Subtitle Synchronizer - with the application of AI and Probability concepts
Subtitle Synchronization is an interesting problem to solve with the application of Machine Learning and Probability.
There are already quite a few python libraries that deal with this problem and this library is inspired from a famous library called 'autosubsync'.
Subtitle Synchronization has two major processing steps:
--> Vocal section identification This processing is associated with identification of vocal section present in video file. This library uses Spleeter, open source audio separation library for this purpose and then uses audio processing technique to build the vocal classification model.
This library differs from 'autosubsync' on this step. 'autosubsync' uses the labeling of vocal section with reference from SRT file. This has some inherent limitations with regard to purpose of SRT file. We would like to address this limitation with the application of Spleeter and other vocal processing techniques.
We achieve very high accuracy with the current method and we believe this improved accuracy would have a positive impact on the overall accuracy of subtitle synchronization.
--> Subtitle correction Subtitle timing correction based on 'Vocal Classification' results is second and final process involved in this activity. Here, we reuse the processing of 'autosubsync' library completely. Author of autosubsync has done an outstanding job in applying 'bernoulli equation' in solving this step. It was a very good learning for us to understand the application.

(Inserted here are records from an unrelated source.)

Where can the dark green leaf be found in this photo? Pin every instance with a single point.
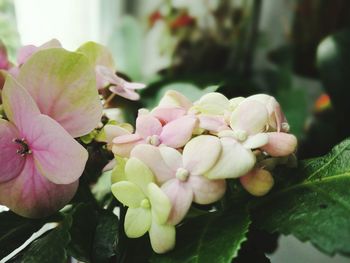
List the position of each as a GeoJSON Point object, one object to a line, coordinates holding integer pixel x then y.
{"type": "Point", "coordinates": [317, 206]}
{"type": "Point", "coordinates": [210, 238]}
{"type": "Point", "coordinates": [14, 231]}
{"type": "Point", "coordinates": [52, 247]}
{"type": "Point", "coordinates": [106, 237]}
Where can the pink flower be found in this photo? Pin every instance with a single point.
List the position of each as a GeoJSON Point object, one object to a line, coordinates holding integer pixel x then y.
{"type": "Point", "coordinates": [181, 175]}
{"type": "Point", "coordinates": [40, 162]}
{"type": "Point", "coordinates": [149, 130]}
{"type": "Point", "coordinates": [118, 85]}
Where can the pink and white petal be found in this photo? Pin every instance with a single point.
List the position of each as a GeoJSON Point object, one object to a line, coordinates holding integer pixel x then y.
{"type": "Point", "coordinates": [256, 141]}
{"type": "Point", "coordinates": [173, 98]}
{"type": "Point", "coordinates": [124, 144]}
{"type": "Point", "coordinates": [168, 114]}
{"type": "Point", "coordinates": [151, 156]}
{"type": "Point", "coordinates": [171, 157]}
{"type": "Point", "coordinates": [58, 157]}
{"type": "Point", "coordinates": [148, 125]}
{"type": "Point", "coordinates": [250, 116]}
{"type": "Point", "coordinates": [124, 92]}
{"type": "Point", "coordinates": [137, 222]}
{"type": "Point", "coordinates": [31, 195]}
{"type": "Point", "coordinates": [206, 191]}
{"type": "Point", "coordinates": [234, 161]}
{"type": "Point", "coordinates": [11, 163]}
{"type": "Point", "coordinates": [19, 106]}
{"type": "Point", "coordinates": [280, 144]}
{"type": "Point", "coordinates": [180, 195]}
{"type": "Point", "coordinates": [178, 132]}
{"type": "Point", "coordinates": [63, 86]}
{"type": "Point", "coordinates": [201, 153]}
{"type": "Point", "coordinates": [212, 123]}
{"type": "Point", "coordinates": [162, 237]}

Pls refer this blog for the detailed information about the processing involved in this library.
Installation
macOS / OSX
Prerequisites: Install Homebrew and pip. Then install FFmpeg, spleeter and this package
brew install ffmpeg
pip install spleeter
pip install subtitlesynchronizer
Linux (Debian & Ubuntu)
Make sure you have Pip, e.g., sudo apt-get install python-pip
.
Then install FFmpeg, spleeter and this package
sudo apt-get install ffmpeg
sudo pip install spleeter
sudo pip install subtitlesynchronizer
Note: If you are running Ubuntu 14 (but not 12 and 16, which are fine), you'll need to jump some more hoops to install FFmpeg.
Usage
subtitlesynchronizer [input movie] [input subtitles] [output subs]
# for example
subtitlesynchronizer plan-9-from-outer-space.avi \
plan-9-out-of-sync-subs.srt \
plan-9-subtitles-synced.srt
See subtitlesynchronizer --help
for more details.
Development
Data Generation
- For Vocal audio files, we referred 'LibriSpeech' dataset. Refer this link
- For non-vocal (background noise/sound), we referred Urban Sound dataset from here
- For non-vocal (mute sound), we used spleeter and pydub to extract mute sections from given video file. Refer training/generate_mute_signals.py file to generate mute signals.
Training the model
- Collect about 1000 vocal audio files and put them
in a folder called
audioFiles/1
- Collect about 1000 non-vocal audio files and put them
in a folder called
audioFiles/0
- Run (and see)
train_and_test.sh
. This- creates
subtitlesynchronizer.trained.model.bin
- runs cross-validation
- creates
Synchronization (predict)
Assumes trained model is available as subtitlesynchronizer.trained.model.binn
under SubtitleSynchronizer
folder
python3 SubtitleSynchronizer/main.py input-video-file input-subs.srt synced-subs.srt
Build and distribution
- Create virtualenv:
python3 -m venv venvs/test-python3
- Activate venv:
source venvs/test-python3/bin/activate
pip install -e .
pip install wheel
python setup.py bdist_wheel